Scientists, spearheaded by the University of California - Davis, have been monitoring conditions at Lake Tahoe for nearly 50 years, so we have good records of short- and long-term changes in water temperatures and quality. Since 1968, the average temperatures of the lake’s surface waters (down to a depth of 80-120 feet) have increased by nearly 0.5 degrees Celsius. That change has increased the lake’s stability – a measurement of how resistant it is to overturning – enough to reduce the probability that surface waters will mix all the way to the lake bottom.

To model possible future conditions, we estimated Lake Tahoe’s annual stability by combining a lake hydrodynamic model – representing how water is moved around the lake – with two different greenhouse gas emission scenarios published by the Intergovernmental Panel on Climate Change. In one scenario, emissions increased rapidly throughout this century; in the other, emissions leveled off by the year 2100.

Under both scenarios, meteorological conditions influencing the lake are projected to change. Notably, wind speeds would decrease by 7-10 percent, and air temperatures would increase by 2.5-4 degrees Celsius. These warmer, less windy conditions across the lake will extend and magnify the warming and stratification trends that we are already seeing.

As the lake remains stratified for longer periods each year and less overturning occurs, dissolved oxygen levels at the bottom will decline. Under these conditions, nutrients stored in the lake bed will be released to the water through chemical reactions that occur in low-oxygen environments. This new source of nutrients, known as internal loading, will further contribute to the process of climatic eutrophication.

Although all lakes are unique ecosystems, this process could also occur in other deep-lake settings around the world, such as Japan’s Lake Biwa or Lake Baikal in southeastern Siberia.

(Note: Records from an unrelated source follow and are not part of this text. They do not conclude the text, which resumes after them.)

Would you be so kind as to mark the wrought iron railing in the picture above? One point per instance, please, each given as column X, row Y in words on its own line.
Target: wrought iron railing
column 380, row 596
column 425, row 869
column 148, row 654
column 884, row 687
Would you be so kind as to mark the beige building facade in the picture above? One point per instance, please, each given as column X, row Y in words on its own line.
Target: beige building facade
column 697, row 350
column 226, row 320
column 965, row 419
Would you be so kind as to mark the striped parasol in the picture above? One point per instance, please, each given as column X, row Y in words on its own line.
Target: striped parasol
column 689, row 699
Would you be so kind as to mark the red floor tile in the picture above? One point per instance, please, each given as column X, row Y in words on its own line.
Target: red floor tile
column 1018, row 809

Climate change is already shortening the periods each year when many temperate and polar lakes are covered with ice. As water temperatures rise in the upper layers of deep lakes, they will remain stratified for more of the year and will be less subject to mixing. Less dissolved oxygen will be returned to deep waters, which will stress fish populations.

Ice melting on Lake Baikal in Siberia, which contains 20 percent of the fresh water on Earth’s surface. NASA Earth Observatory

And unlike cultural eutrophication, climatic eutrophication could affect entire watersheds or regions, since it is driven by climatic influences rather than by discharges of nutrients into a lake from farms or cities.

Climatic eutrophication has serious implications for long-term water supplies and aquatic ecosystem health around the world. To recognize and track it, we need to identify lakes in North America and around the world that could be at high risk.

In areas where scientists and regulators are working to reduce conventional eutrophication, these experts will also need to factor the possibility of climate-forced eutrophication into their strategies. The first step is to support more monitoring of lakes’ physics and chemistry so that we can recognize, track and predict climatic eutrophication of our lakes and reservoirs.